# 260W or 192W on a 180g



## humper (Jan 26, 2007)

Hello, new to the site and trying to get a planted tank going. I have a 180 gallon tank and want to do a low light setup. I do not want to use a CO2 system and want it to be a lower maintenance tank. I will have fish in the tank if that matters. Ive been looking at some lights and I have decided on two setups that I like. Either 2x36" 96W or 1x48" 260W. Which would be better for low level light. Please inform me of anything that I dont know! Thanks


----------



## BryceM (Nov 6, 2005)

Standard advice for an average 20g lower-light tank would be around 1.0-1.5 wpg of CF lighting with decent reflectors. This advice might not hold true for large tanks, since they require less light than smaller tanks, using the "watt per gallon" guideline. A factor that would argue for a bit more light would be the increased depth of most larger tanks, but this is more a function of total distance from the light source than it is loss of light due to water absorption.

Most people would consider 2.5 wpg to be fairly high-light for a tank of this size. For comparison, I have a 180g tank that I use MH's and T-5 lighting over. I use 11 hrs of 39Wx4 for 0.87 wpg and an additional 150Wx3 MH for the middle 4.5 hours for a total of 3.36 wpg. The 0.87 wpg of T-5's is fine for viewing and would probably grow most lower-light plants. If I were doing it though, I'd recommend just a bit more than this - probably 1.0-1.2 wpg. This would fit nicely in the range of your option of 2x36" = 192W.

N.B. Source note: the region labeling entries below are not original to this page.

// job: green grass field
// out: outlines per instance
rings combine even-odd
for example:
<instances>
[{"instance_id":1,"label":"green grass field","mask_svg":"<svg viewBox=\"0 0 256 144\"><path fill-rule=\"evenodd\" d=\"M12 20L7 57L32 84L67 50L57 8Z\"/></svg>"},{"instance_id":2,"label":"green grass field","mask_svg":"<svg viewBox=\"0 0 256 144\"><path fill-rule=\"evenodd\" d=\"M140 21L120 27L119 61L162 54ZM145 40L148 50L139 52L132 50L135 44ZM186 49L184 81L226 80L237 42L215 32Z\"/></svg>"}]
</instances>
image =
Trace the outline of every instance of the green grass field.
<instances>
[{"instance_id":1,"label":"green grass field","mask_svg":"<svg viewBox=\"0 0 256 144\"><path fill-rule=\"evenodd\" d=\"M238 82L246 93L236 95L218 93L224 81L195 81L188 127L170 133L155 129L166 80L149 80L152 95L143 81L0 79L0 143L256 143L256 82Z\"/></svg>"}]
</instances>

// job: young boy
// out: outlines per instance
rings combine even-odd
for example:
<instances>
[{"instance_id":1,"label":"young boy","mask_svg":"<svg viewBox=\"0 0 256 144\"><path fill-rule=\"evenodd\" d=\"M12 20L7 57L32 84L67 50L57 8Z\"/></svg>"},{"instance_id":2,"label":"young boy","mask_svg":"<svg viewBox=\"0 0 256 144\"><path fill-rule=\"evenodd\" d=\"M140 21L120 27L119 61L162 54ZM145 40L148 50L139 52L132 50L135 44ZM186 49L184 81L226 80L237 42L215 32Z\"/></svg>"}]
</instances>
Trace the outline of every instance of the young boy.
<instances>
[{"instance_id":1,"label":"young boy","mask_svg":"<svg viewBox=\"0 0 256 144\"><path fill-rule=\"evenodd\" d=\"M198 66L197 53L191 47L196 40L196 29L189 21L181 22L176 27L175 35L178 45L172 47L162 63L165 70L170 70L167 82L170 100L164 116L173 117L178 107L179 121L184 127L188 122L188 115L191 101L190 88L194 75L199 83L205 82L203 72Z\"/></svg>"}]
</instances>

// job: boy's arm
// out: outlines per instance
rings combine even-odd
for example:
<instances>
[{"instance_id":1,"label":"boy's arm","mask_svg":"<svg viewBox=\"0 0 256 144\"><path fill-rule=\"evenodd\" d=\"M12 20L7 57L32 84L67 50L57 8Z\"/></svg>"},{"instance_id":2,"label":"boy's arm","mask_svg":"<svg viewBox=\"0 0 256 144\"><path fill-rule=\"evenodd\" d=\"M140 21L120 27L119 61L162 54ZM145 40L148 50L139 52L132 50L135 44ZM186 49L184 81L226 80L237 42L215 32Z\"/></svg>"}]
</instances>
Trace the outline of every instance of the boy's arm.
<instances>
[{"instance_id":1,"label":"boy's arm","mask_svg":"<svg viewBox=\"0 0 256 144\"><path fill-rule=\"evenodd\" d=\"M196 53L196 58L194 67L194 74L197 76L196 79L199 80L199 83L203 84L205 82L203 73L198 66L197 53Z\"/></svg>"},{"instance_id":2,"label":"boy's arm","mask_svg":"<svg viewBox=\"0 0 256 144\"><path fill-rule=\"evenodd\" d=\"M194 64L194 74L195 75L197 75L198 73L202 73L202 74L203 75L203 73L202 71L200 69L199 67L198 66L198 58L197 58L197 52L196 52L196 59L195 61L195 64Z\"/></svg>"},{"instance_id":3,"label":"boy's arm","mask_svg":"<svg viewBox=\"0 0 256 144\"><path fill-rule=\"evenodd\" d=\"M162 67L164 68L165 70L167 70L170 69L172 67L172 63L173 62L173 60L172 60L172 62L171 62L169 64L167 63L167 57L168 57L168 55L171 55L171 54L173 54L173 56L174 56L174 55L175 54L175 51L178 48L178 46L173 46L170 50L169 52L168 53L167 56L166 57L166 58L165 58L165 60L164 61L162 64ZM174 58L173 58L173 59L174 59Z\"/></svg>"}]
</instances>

The single 48" fixture would probably not light the sides very well - producing visible dark areas at the edges. How's that for a long answer to a simple question?


----------



## humper (Jan 26, 2007)

Thats a great answer. Im just trying to soak up everything I can. Thanks a ton for the help. 6700K bulbs are good to get correct?


----------



## dennis (Mar 1, 2004)

Yep Anything between 5000K and 10000K is typically good. many people mix and match bulb colors to get a compromise. IMO, 6700k is way to yellow looking, though it grows plants fine. 10000k is a little blue often and its at the edge of what the plants prefer. A combination of both would be nice, IMO. Also, I really like the Current Dual Daylight bulbs, though I do not know if the come in 96watt or what fixture you were lookign at.


----------



## humper (Jan 26, 2007)

Im looking at the odyssea...I know people say they arent very good but I cant afford $400 for lighting. If you all know of any other systems that arent so expensive I would be glad to know of them. THanks so much.


----------



## dennis (Mar 1, 2004)

Not sure about the pricing but I really like the Current satellite fixtures or you could build a hood and put in AH supply retrofit kits. If your really in bind, rain gutter makes a quick and fairly attractive hood/housing and they make endcaps for the gutter. Two lengths of gutter with 2x96watt AH Supply retros in it would work very well.


----------



## humper (Jan 26, 2007)

ok ill look into that. Thanks for the help


----------